Clinical trials: Treatment results are just the tip of the iceberg

December 1, 2008
Lynda Charters

Clinical trials provide far more information than just the safety and efficacy of a treatment. Information about the natural course and the risk factors of the disease can be gathered. Of equal importance is the collaboration of clinical investigators as they develop and carry out protocols facilitates incorporation of new ideas into medical practice.

Key Points

Atlanta-Clinical trials are not intended just to assess treatment effects, they also provide a great deal of invaluable information, said Frederick L. Ferris III, MD, in the Jackson Memorial Lecture during the opening session of the annual meeting of the American Academy of Ophthalmology (AAO).
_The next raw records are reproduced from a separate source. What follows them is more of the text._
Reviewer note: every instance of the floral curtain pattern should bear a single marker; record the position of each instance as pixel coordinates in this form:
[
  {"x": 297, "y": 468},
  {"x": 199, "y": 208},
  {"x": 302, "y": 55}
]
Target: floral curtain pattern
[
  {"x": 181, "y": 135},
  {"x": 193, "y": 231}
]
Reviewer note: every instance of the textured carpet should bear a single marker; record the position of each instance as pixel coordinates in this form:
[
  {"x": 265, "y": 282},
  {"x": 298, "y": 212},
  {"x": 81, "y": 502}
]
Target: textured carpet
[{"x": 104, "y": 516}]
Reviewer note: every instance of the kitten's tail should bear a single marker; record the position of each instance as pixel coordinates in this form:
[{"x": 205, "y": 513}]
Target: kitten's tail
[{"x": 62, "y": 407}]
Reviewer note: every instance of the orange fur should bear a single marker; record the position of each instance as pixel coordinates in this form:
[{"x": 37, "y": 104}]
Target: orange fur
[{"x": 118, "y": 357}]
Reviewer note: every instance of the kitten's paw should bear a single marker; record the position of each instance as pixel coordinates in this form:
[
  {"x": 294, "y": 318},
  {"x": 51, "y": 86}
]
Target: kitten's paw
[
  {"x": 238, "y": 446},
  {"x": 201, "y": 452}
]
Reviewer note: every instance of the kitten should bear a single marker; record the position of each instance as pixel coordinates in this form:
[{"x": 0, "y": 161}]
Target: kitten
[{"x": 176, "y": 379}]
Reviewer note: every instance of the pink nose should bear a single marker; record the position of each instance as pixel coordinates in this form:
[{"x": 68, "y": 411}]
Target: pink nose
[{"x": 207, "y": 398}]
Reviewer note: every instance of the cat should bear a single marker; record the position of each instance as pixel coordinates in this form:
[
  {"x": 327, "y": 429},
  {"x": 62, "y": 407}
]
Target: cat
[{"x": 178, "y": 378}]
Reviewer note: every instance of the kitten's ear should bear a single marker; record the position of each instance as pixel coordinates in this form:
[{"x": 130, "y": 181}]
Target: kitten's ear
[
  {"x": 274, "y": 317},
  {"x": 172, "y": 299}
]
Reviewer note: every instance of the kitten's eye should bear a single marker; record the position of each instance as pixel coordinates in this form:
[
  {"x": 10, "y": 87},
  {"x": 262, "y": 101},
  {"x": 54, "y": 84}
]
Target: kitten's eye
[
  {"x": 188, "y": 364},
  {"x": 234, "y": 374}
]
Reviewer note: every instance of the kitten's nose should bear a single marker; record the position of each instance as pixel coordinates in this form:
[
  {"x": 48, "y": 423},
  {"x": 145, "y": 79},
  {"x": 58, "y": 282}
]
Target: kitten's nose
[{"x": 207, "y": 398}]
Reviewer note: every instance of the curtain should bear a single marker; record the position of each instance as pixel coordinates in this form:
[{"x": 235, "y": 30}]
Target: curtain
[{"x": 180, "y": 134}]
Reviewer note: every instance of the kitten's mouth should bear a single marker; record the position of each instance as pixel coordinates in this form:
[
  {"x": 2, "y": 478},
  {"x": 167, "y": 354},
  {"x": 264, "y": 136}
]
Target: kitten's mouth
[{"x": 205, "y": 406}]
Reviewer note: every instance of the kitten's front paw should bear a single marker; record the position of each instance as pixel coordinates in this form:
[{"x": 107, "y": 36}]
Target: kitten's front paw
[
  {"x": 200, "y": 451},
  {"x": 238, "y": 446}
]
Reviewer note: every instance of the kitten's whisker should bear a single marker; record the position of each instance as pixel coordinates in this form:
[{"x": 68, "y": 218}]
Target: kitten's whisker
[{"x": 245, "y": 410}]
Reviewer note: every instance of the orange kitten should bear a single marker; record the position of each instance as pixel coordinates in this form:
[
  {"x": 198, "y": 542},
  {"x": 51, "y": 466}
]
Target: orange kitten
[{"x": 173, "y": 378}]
"Clinical trials have slowly evolved to their current status as the gold standard by which we decide if treatments are safe and effective," said Dr. Ferris, clinical director of the National Eye Institute (NEI), National Institutes of Health (NIH), Bethesda, MD. "However, we have an opportunity to learn far more than this with each clinical trial.

Importantly, he said that all of this information, beyond a determination of the safety and efficacy of a given treatment, adds to the value of the clinical trials and the ability of physicians to care for patients.

Evolution of clinical trials

Interestingly, the design strategy of clinical trials harkens back to biblical times, with the first clinical trial described in the book of David, according to Dr. Ferris. One of the most famous of the first clinical trials identified a treatment for scurvy among British sailors in 1747.

"Studies such as these, however, were not well organized, and the outcomes were often ignored," he said. Remarkably, 42 years passed before the clinical observation that limes aboard ships prevented scurvy and resulted in the introduction of citrus in sailors' diets, he added.

Historical bias and clinical impressions seemed to be more important to early physicians than organized comparisons of treatment groups. Randomization was initiated relatively late in the mid-1940s, when standard care was compared with streptomycin for treating tuberculosis. In ophthalmology, randomization dates back to the first clinical trials in 1952 for the use of oxygen as the treatment for retinopathy of prematurity (ROP). By the late 1960s, there was rapid development of randomized clinical trial methodology, and the new NEI was founded. The Diabetic Retinopathy Study (DRS) was the first clinical trial conducted by the NEI.

"Clinical trials have progressed radically over the past four decades," Dr. Ferris said. Numerous trials were conducted during the first 30 years of NEI existence, and some leveling off was seen during the past decade.

Clinical trial networks, however, have developed. This structure, according to Dr. Ferris, has the potential to allow researchers to perform multiple studies that involve larger groups of clinical investigators and improve the clinical trial's generalizability and translation.

"We can also assess the growth of clinical trials by looking at the number of clinical studies published during the past four decades," he said, noting that more than 12,000 eye and vision reports have been counted.